Unter grauem Himmel, in vergessenen Ländern,
Ein Krieger lügt, zeitversetzt,
Einst ein General, gehüllt in Ruhm,
Jetzt ein Schatten im angeketteten Schlamm.
Er trug goldene Abzeichen, unter Bannern im Wind,
Gefolgt von Tausenden, in seinem stolzen Moment.
Aber Stolz war eine Klinge, in seinem Herzen eine Qual,
Was den dunkelsten Abschnitt der Geschichte nachzeichnete.
Sein Stolz, wie weitverbreitetes Gift,
Es hat den Geist vergiftet, eine abgelehnte Zukunft.
In seinem Verlangen nach mehr war er verwirrt,
Eine verlorene Armee, versunken in einem Strudel.

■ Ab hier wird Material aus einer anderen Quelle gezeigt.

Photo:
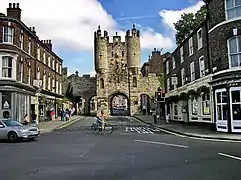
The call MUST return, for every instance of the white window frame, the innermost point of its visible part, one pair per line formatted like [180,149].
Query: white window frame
[183,76]
[57,67]
[206,102]
[200,39]
[174,82]
[168,84]
[237,53]
[53,84]
[49,83]
[44,57]
[60,69]
[234,7]
[190,46]
[38,52]
[7,68]
[44,81]
[181,54]
[192,71]
[57,86]
[29,75]
[29,47]
[173,62]
[21,70]
[21,41]
[9,35]
[60,87]
[167,67]
[201,71]
[49,61]
[53,64]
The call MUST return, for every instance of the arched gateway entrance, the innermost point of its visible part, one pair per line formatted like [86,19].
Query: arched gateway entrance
[119,104]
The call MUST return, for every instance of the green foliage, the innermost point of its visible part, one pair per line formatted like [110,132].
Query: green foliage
[188,23]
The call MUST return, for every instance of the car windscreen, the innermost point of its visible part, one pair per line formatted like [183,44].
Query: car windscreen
[9,123]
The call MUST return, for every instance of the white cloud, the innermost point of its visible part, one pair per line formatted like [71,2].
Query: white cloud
[171,16]
[72,23]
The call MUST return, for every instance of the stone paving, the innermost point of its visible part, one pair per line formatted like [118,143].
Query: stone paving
[190,130]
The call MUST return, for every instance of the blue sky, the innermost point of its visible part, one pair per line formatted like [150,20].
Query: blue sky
[71,24]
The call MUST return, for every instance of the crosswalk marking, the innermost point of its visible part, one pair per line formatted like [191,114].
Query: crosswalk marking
[140,130]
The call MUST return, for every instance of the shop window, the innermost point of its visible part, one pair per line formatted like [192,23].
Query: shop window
[7,66]
[194,106]
[206,109]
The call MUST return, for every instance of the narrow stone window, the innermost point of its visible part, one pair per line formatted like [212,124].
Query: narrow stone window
[134,82]
[102,85]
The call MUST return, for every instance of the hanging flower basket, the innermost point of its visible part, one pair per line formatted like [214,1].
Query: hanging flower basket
[184,96]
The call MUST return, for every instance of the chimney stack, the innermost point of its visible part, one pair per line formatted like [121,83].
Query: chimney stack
[14,11]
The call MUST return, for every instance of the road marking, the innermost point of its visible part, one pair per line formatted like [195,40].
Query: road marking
[153,142]
[230,156]
[217,140]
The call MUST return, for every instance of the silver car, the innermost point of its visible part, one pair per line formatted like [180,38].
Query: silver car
[13,131]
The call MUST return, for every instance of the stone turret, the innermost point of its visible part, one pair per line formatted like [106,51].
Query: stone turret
[100,45]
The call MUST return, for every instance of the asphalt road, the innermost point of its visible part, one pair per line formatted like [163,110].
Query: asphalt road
[133,151]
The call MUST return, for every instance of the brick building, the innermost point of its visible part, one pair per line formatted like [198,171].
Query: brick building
[203,73]
[30,72]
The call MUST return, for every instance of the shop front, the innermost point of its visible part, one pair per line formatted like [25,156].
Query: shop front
[227,100]
[15,101]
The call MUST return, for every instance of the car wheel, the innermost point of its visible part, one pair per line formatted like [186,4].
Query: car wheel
[12,137]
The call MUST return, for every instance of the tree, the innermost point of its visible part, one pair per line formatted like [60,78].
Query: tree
[188,23]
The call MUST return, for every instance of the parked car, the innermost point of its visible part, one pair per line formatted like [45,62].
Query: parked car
[13,131]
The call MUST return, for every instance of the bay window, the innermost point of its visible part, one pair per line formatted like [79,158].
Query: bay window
[7,65]
[8,34]
[234,45]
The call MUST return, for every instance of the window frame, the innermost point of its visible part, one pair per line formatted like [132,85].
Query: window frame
[8,68]
[190,46]
[237,53]
[234,8]
[12,35]
[200,40]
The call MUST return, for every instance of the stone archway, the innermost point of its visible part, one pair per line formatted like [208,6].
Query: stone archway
[145,100]
[119,104]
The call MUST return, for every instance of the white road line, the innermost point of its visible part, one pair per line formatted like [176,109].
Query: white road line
[153,142]
[214,140]
[230,156]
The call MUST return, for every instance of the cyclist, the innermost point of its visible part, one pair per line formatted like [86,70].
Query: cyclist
[102,117]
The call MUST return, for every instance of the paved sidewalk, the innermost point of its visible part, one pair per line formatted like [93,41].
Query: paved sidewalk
[189,130]
[51,125]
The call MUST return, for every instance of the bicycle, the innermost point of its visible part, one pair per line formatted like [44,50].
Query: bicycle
[97,127]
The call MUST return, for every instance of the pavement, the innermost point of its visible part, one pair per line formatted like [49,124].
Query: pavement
[134,151]
[188,130]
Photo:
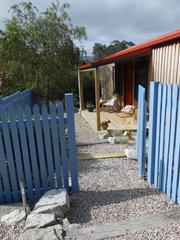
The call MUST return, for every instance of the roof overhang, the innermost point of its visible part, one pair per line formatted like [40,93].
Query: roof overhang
[135,51]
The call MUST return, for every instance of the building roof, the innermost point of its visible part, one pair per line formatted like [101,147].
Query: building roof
[142,48]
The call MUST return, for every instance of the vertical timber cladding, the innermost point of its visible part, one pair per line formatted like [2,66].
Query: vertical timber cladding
[118,81]
[166,63]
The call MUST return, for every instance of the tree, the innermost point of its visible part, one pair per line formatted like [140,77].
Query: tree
[38,50]
[100,50]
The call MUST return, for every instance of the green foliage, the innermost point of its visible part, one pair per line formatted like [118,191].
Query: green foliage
[38,51]
[100,50]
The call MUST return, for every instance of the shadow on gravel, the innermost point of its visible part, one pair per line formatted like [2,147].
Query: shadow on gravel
[84,201]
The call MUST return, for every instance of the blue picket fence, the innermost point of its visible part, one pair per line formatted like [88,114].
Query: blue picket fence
[164,139]
[17,99]
[141,131]
[38,147]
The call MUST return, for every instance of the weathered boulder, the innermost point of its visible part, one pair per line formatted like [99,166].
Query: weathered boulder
[50,209]
[53,201]
[115,132]
[118,139]
[14,217]
[50,233]
[40,221]
[103,134]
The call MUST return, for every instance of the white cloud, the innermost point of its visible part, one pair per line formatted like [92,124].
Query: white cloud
[108,20]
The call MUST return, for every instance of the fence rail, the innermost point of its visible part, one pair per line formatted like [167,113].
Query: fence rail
[37,146]
[141,132]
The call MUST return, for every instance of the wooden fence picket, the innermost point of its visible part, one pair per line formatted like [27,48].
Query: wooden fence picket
[175,174]
[172,139]
[152,131]
[141,135]
[71,141]
[16,144]
[9,155]
[4,173]
[48,148]
[55,141]
[33,154]
[40,149]
[162,137]
[25,153]
[167,137]
[63,145]
[158,126]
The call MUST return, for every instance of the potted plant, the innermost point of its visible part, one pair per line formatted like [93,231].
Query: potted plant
[105,124]
[90,106]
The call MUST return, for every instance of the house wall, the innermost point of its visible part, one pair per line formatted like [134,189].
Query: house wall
[106,74]
[165,63]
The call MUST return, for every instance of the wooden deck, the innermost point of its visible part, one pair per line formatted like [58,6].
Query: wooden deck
[118,120]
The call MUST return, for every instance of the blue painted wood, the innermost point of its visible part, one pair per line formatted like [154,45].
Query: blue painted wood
[162,137]
[72,141]
[9,156]
[141,140]
[1,193]
[25,153]
[152,131]
[55,142]
[158,127]
[167,136]
[4,173]
[48,146]
[33,154]
[40,148]
[16,144]
[63,145]
[175,175]
[172,139]
[139,120]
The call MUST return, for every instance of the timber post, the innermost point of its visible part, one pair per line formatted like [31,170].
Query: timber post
[97,95]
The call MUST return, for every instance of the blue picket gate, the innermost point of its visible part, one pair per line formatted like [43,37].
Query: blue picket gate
[164,139]
[38,147]
[141,131]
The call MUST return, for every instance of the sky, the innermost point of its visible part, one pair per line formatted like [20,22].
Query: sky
[108,20]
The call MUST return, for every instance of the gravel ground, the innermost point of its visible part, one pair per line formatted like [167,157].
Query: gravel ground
[110,189]
[11,232]
[169,232]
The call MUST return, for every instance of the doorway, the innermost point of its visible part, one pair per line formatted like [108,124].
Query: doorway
[128,84]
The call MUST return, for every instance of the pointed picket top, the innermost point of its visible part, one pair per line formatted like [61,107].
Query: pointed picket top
[55,141]
[15,141]
[63,145]
[27,110]
[48,148]
[40,147]
[9,153]
[33,154]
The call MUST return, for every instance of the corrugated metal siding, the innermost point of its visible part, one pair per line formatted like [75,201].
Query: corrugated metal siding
[166,63]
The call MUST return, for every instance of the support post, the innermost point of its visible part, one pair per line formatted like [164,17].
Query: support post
[80,86]
[97,95]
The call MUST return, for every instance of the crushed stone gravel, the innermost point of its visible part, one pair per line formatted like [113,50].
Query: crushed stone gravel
[110,189]
[11,232]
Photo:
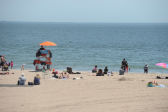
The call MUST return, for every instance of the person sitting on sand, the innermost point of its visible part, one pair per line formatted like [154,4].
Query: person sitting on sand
[105,70]
[64,75]
[100,73]
[94,70]
[22,80]
[37,80]
[155,84]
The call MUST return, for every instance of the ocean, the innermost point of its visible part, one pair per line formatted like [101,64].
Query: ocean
[84,45]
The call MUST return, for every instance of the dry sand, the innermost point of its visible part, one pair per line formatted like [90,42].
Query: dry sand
[117,93]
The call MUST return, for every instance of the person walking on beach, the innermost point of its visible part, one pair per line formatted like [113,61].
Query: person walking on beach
[11,64]
[146,69]
[105,70]
[124,65]
[22,67]
[94,70]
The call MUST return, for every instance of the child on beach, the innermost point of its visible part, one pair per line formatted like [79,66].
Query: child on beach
[22,67]
[21,80]
[146,69]
[37,80]
[94,70]
[11,64]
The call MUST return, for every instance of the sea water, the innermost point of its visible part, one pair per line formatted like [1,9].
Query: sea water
[84,45]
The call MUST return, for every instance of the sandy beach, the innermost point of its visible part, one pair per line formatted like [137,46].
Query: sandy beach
[117,93]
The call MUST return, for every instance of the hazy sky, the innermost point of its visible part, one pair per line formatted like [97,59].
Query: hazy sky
[84,10]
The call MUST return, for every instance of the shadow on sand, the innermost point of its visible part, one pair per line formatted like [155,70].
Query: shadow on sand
[14,85]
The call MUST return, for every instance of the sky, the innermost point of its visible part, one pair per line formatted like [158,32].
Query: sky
[113,11]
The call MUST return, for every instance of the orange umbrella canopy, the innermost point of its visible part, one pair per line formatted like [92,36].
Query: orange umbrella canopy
[48,43]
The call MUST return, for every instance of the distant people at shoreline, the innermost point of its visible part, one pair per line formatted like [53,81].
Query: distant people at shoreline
[100,73]
[37,80]
[146,69]
[11,64]
[21,80]
[124,65]
[94,70]
[105,70]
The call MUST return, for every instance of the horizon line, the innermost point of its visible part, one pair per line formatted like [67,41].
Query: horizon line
[83,22]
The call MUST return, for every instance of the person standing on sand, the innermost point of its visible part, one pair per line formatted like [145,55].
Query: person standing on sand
[22,67]
[124,64]
[146,69]
[11,64]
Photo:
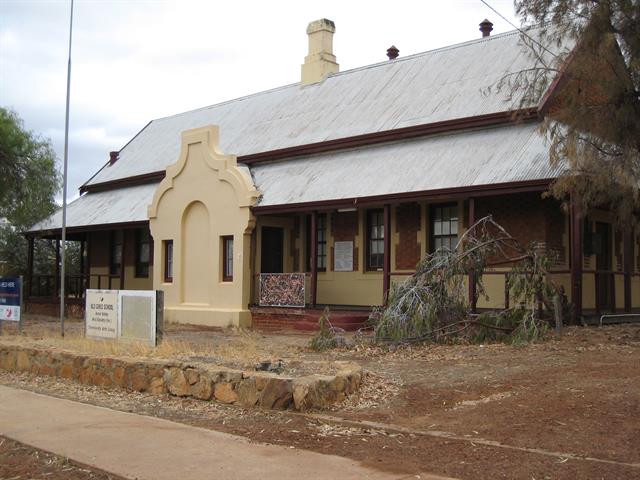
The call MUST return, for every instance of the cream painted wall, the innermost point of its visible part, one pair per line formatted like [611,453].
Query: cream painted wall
[204,197]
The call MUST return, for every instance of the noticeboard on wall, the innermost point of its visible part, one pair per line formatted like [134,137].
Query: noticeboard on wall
[282,290]
[343,256]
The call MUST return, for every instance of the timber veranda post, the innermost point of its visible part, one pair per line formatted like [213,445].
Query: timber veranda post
[314,258]
[576,257]
[472,276]
[386,268]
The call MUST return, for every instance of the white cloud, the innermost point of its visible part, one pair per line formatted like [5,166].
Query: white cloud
[138,60]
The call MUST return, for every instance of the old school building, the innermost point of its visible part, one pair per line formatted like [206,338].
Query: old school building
[328,190]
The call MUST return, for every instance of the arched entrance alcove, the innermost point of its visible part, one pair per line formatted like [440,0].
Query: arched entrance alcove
[196,255]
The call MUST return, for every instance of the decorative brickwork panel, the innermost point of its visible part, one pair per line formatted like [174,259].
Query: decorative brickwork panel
[407,226]
[344,228]
[282,289]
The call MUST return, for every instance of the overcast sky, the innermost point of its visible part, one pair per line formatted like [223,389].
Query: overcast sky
[136,60]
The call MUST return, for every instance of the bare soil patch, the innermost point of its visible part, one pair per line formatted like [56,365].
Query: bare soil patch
[575,400]
[19,461]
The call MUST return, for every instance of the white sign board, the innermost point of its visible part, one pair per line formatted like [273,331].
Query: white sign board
[101,314]
[343,256]
[10,298]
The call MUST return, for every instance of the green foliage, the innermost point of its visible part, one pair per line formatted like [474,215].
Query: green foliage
[432,305]
[594,123]
[325,338]
[28,185]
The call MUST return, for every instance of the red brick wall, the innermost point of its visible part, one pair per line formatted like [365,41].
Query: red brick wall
[555,229]
[529,218]
[407,227]
[344,228]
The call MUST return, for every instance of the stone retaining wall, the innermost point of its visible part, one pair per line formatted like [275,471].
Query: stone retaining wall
[205,382]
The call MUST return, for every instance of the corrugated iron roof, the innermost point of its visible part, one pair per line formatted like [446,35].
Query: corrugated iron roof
[102,208]
[472,158]
[443,84]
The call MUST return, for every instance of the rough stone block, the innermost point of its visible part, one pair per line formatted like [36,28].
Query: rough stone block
[224,393]
[157,386]
[176,382]
[23,361]
[277,394]
[192,375]
[139,379]
[66,371]
[203,389]
[247,391]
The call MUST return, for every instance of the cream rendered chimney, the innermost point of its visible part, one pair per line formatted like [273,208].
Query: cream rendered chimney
[320,62]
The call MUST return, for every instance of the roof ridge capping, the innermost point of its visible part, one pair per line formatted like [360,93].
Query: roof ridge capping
[454,46]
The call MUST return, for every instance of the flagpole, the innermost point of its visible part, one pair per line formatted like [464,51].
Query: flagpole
[64,181]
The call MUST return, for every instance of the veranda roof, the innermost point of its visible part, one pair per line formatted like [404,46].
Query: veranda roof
[122,205]
[472,158]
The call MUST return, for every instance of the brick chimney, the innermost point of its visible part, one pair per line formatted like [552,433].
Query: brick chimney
[485,27]
[392,52]
[320,62]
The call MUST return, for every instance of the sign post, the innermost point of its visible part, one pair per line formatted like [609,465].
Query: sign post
[11,300]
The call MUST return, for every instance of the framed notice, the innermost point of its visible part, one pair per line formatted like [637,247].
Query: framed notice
[101,314]
[342,256]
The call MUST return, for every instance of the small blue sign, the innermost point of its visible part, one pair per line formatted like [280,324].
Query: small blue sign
[10,298]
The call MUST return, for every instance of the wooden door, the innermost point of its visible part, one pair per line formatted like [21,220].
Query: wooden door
[604,275]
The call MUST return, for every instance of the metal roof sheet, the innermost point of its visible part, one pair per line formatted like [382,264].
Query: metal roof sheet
[438,85]
[471,158]
[486,156]
[101,208]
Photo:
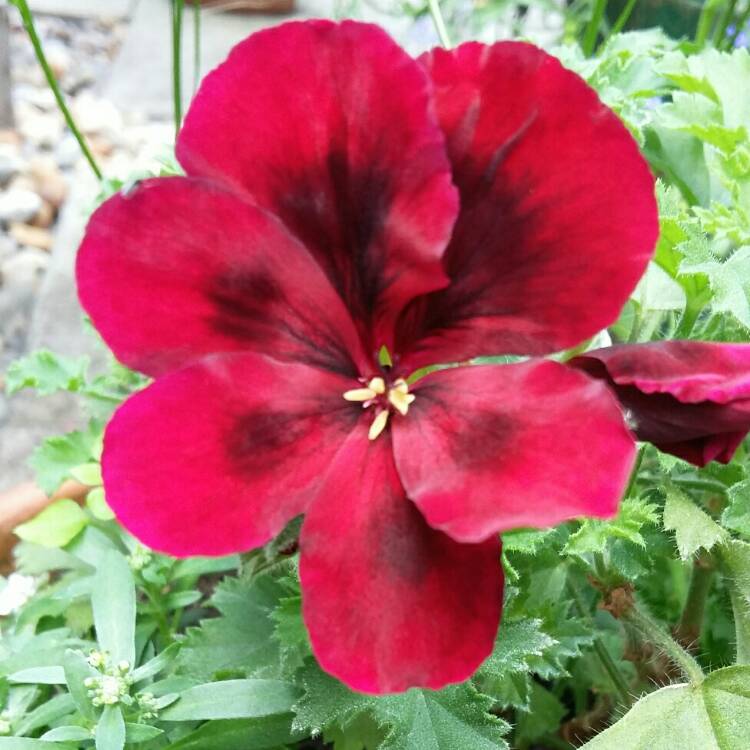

Jetzt liegt es verlassen auf einem Bürgersteig,
Alt, müde und immer noch unbezwingbar.
Seine Stimme, einst ein angesehener Befehl,
Jetzt ein Schrei im Wind, verloren und verflucht.
Nicht mehr geliebt, noch gefolgt, nur noch übrig,
Sein Bett, die Straße, sein Umhang, der Lappen.
Doch in seinen Augen ein nie gezähmtes Feuer,
Arroganz und Wut eines zerbrochenen Königreichs.
Die Nacht bricht herein, kalter Zeuge,
Vom lügenden, vergessenen Obdachlosen.
Aber selbst in der Vergessenheit, in seinem Gefängnis,
Stolz bleibt, ein Geist, der sich niemals beugt.
So endet die Geschichte von Sturz und Schmerz,
Von einem Helden, der zum Bettler wurde,
Dessen Leben eine Warnung ist für diejenigen, die nach Ehre streben,
Diese Demut ist Stärke, mehr als strahlendes Gold.